For environmental monitoring professionals, this has practical implications. Data need to be collected in ways that are comparable, quality-assured and usable by regulators. Sampling strategies need to be designed around exposure pathways and decision points, not just minimum compliance requirements.
It also means that monitoring results may need to be combined with models.
The article points to landscape-scale modelling as one way to link pesticide exposure, ecological conditions and protection goals. Such systems could help regulators test whether real-world use is consistent with the assumptions made during approval.
That will require more than individual measurements.
It will require structured datasets, spatial context, agreed thresholds, transparent methods and clear responsibilities for acting on the evidence.
For laboratories, the main opportunity is likely to be in residue screening, method development, mixture analysis and quality-assured evidence that can support regulatory decisions.
As pesticide monitoring becomes more closely tied to risk assessment, analytical data may need to meet higher expectations for comparability, detection limits, uncertainty and traceability.
For field monitoring teams, the issue is sampling design.
Pesticide pressures can be episodic, especially where rainfall, drainage, run-off or seasonal application windows drive exposure. This creates demand for monitoring approaches that can capture short-lived events rather than relying only on periodic sampling.
For sensor and data companies, the opportunity is less straightforward but potentially significant.
Many pesticide residues still require laboratory analysis, but digital platforms could play an important role in combining application records, sample results, catchment data, remote sensing, weather information and ecological indicators.
For regulators and water managers, the challenge is governance.
Monitoring data only become useful for regulatory reassessment if they are accessible, trusted and linked to decision-making processes.
The Omnibus proposal also includes measures intended to support biocontrol products.
These products are often presented as lower-risk alternatives to conventional pesticides, and they may form part of a wider move towards more sustainable pest management.
However, the Science article warns that biocontrol products should not be exempt from scrutiny.
Living biocontrol agents may persist, multiply or spread beyond their intended use. Natural or nature-identical substances may still have ecological effects, depending on their properties and how they are used.
For monitoring professionals, this is an important point.
A shift away from conventional pesticides does not remove the need for environmental evidence. It changes the substances, organisms and exposure pathways that may need to be understood.
If biocontrol products are used more widely, monitoring frameworks may need to evolve to track their environmental behaviour as well as their benefits.

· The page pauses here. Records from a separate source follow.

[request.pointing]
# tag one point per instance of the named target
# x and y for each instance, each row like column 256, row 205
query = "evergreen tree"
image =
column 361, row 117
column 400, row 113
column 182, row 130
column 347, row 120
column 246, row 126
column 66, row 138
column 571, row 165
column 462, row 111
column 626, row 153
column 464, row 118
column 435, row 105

The debate around the Omnibus proposal is politically sensitive because it sits between competing pressures: faster approvals, lower administrative burden, agricultural productivity, biodiversity protection and public health.
But for the environmental monitoring sector, the practical question is narrower.
Can Europe generate enough high-quality real-world evidence to detect pesticide risks after approval?
If the answer is no, then simplifying approval systems may increase the chance that harmful effects are missed or recognised too late.
If the answer is yes, then monitoring could become a more central part of pesticide governance. It could help validate risk models, identify substances requiring reassessment, detect mixture effects, support catchment-scale risk management and provide a stronger evidence base for safer pest control.
That would require investment.
It would mean better residue monitoring, more accessible pesticide-use data, stronger links between laboratories and regulators, and clearer mechanisms for turning monitoring results into regulatory action.
For environmental monitoring professionals, the message is clear.
The future of pesticide regulation may depend less on whether data are collected, and more on whether they are collected in a way that can change decisions.